J’ai attendu encore. Les minutes commençaient à se compter. S’il tardait trop à répéter, il serait en retard à son cours de judo, moment sacré et récréatif de la semaine. J’ai crispé les mâchoires, déchirée à l’idée de le priver de son plus grand plaisir. Le salut de sa personne dans un monde d’entendants passait par le deuil d’une maman trop maternante. Supplice que j’assumais avec difficulté.
« Vous êtes trop présente dans la vie de votre fils, m’avait dit un psychiatre à l’époque, vous faites trop de choses. L’enfant va vous prendre pour une mère surpuissante et se sentira, lui, impuissant face à la vie ». Je n’avais pas remis les pieds dans son cabinet. J’avais été mauvaise épouse car je ne m’étais pas entendu avec mon mari, je devenais mauvaise mère car je m’occupais trop de mon fils malentendant. Le père d’Antoine, sensible aux efforts à fournir, avait cessé tout contact avec son fils hors week-ends furtifs, pour me laisser le soin entier de l’éducation. Nous nous étions mariés par hasard, puis avions divorcé par sagesse, quatre mois après la naissance de notre fils.
Le silence me crispait et me demandait de terribles efforts pour ne pas bousculer Antoine.
Enfin, je me suis surprise à apprécier cette raucité vocale, insupportable de prime abord, lorsque Antoine a tenté de hurler dans mes oreilles, aidée de ses doigts maladroits : « je les ai mi… seeeeees où ? ».
Je me suis alors ruée sous son lit, soulagée par le contentement que produisaient ces borborygmes enfantins. En souriant de plaisir, j’ai jeté les chaussures à ses pieds : « trente secondes jeune homme top chrono ». Il lui en a fallu quinze pour les enfiler et quatorze pour attraper son sac de judo.
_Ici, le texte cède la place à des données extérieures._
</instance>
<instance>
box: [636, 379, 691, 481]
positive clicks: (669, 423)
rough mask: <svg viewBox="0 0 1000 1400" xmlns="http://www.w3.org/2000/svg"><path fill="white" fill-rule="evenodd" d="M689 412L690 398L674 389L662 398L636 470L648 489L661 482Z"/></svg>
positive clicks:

J’ai dit : « On fait la course jusqu’à la voiture ? » Antoine courait déjà, riant de toutes ses dents blanches. Il a dévalé les escaliers, bousculé sans même s’en rendre compte les quelques voisins qui ont dû se contenter d’excuses brèves entre deux foulées.
Le parking m’inquiétait, Antoine y courait toujours comme un fou et ne prêtait pas attention aux voitures. Je devais donc le suivre de très près pour le retenir au cas où… Çà me vaudrait quelques regards noirs et des remarques quant au manque de savoir-vivre de mon fils lors de la prochaine réunion de copropriété.
« Il est sourd ? Ha bon ! Oui mais quand même ». Je n’avais pas de temps pour informer les copropriétaires des implications de la surdité et du statut de femme seule. D’ailleurs, ça leur était égal. J’ai réussi à frapper la portière de ma célèbre Punto blanche, cabossée à l’avant et limite insalubre au-dedans, en même temps que mon fils.
Il a signé : « Gagné pour moi et sans tricher ». J’ai dit : « grimpe, vite ».
Les portières ont claqué. Mon esprit et mon corps n’avaient pas le temps de se détendre dans le lagon de ce bonheur instantané. Il fallait penser et penser vite : assurance voiture à régler (date limite dépassée), vaccin du chien à assurer avant le 15 (dans trois jours), téléphone urgent à la baby-sitter (j’ai une réunion lundi, c’est-à-dire après – demain).
J’ai attrapé mon téléphone. Antoine a gloussé, mes oreilles exercées traduisaient : « maman a empoigné son épée de super héros et appelle la terre entière ». Mon fils était tout puissant en voiture. Il pouvait dire, crier, déformer ses mots à volonté. Il les mâchait, les salivait, les concassait puis les crachait sans que je puisse l’interrompre. Assis à l’arrière de la voiture, il ne pouvait pas lire sur mes lèvres. Je devenais une maman – simple enfin – le temps d’un stop et trois feux rouges.
J’ai déposé le petit prince des satires devant son club de judo. Depuis cinq ans, il s’adonnait aux joies du tatami. Ses professeurs enseignaient en rétablissant les positions avec les gestes. Le langage n’était pas nécessaire ce qui conférait à Antoine le statut d’enfant prodigue dans la discipline. Beaucoup d’attention, un travail gestuel accru, et une grâce infinie. Pas un son pour écorcher les oreilles, pas une maman pour rectifier les mots.